1. La neutralisation de la condition d’avantage injustifié
Codifiée à l’article 432-14 du code pénal, l’infraction prévoit qu’ « est puni de deux ans d’emprisonnement et d’une amende de 200 000 €, dont le montant peut être porté au double du produit tiré de l’infraction, le fait par une personne dépositaire de l’autorité publique ou chargée d’une mission de service public ou investie d’un mandat électif public ou exerçant les fonctions de représentant, administrateur ou agent de l’État, des collectivités territoriales, des établissements publics, des sociétés d’économie mixte d’intérêt national chargées d’une mission de service public et des sociétés d’économie mixte locales ou par toute personne agissant pour le compte de l’une de celles susmentionnées de procurer ou de tenter de procurer à autrui un avantage injustifié par un acte contraire aux dispositions législatives ou réglementaires ayant pour objet de garantir la liberté d’accès et l’égalité des candidats dans les marchés publics et les contrats de concession ».
Il est donc écritque la caractérisation du délit suppose la réunion de deux éléments cumulatifs. Il faut non seulement une violation des dispositions garantissant la liberté d’accès et l’égalité des candidats aux marchés publics, mais encore que ladite violation, de la part de son auteur, ait eu pour objet ou pour effet de procurer ou tenter de procurer à autrui un avantage injustifié.
Le législateur n’a toutefois jamais pris la peine de définir cette notion, au sens de l’article 432-14 du code pénal, alors pourtant que l’expression n’a guère de sens, puisqu’on saisit mal comment et dans quels cas un avantage à autrui, c’est-à-dire à un candidat, pourrait être justifié en matière de passation des marchés publics et des concessions.
Cette lacune, d’autant plus regrettable qu’elle se double d’un illogisme apparent, a conduit à une lecture extensive du délit par la jurisprudence : la Chambre criminelle de la Cour de cassation juge depuis longtemps que la notion d’avantage injustifié résulte nécessairement de la méconnaissance des dispositions législatives et réglementaires gouvernant la passation des contrats de la commande publique, de sorte que les juges du fond n’ont pas à vérifier, en tant que telle, l’existence d’un tel avantage et doivent faire comme si le législateur n’avait pas employé l’expression[1].
La QPC écartée par l’arrêt du 19 mai 2021 donnait pourtant l’occasion à la Chambre criminelle de revisiter sa jurisprudence et à relever qu’en réalité, la rédaction même des dispositions précitées invitait le juge à apprécier, en aval, la gravité et les conséquences de la violation des règles de passation des contrats de la commande publique.
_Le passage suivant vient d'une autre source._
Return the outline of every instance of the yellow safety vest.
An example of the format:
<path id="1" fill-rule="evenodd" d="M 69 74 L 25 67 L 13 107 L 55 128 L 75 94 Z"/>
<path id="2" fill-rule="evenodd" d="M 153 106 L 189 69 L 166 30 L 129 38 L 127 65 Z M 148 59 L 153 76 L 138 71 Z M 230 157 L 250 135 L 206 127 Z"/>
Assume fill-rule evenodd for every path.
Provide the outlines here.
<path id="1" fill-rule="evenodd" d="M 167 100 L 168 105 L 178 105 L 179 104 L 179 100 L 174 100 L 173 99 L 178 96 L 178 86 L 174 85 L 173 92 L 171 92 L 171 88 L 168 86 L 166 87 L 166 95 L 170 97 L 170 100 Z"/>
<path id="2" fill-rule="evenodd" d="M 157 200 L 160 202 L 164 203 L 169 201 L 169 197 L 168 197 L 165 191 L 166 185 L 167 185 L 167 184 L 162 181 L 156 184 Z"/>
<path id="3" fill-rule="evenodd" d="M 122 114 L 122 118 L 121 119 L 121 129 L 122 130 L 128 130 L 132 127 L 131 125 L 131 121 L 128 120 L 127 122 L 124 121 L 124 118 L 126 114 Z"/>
Rejetant la QPC, la Cour de cassation n’a pas suivi la logiquequi aurait consisté à analyser aussi les conséquences de l’irrégularité commise, aux termes d’une approche finaliste ou conséquentialiste[2], tenant compte du fait que toutes les irrégularités de passation n’induisent pas nécessairement, en pratique, l’octroi d’un avantage injustifié. Une telle conception aurait pourtant eu le mérite de réconcilier la jurisprudence répressive et celle du Conseil d’État qui, statuant sur le sort des marchés publics et concessions, ne les résilie ou les annule qu’en présence de très graves irrégularités[3]. De sorte que si on peut admettre, avec Gilles Pellissier, que les vices d’une particulière gravité puissent correspondre à des « circonstances frauduleuses, pénalement répréhensibles »[4], l’inverse n’est pas exact : des irrégularités pénalement répréhensibles ne constituent pas nécessairement des vices d’une particulière gravité justifiant qu’une atteinte soit portée au contrat, par son annulation ou sa résiliation.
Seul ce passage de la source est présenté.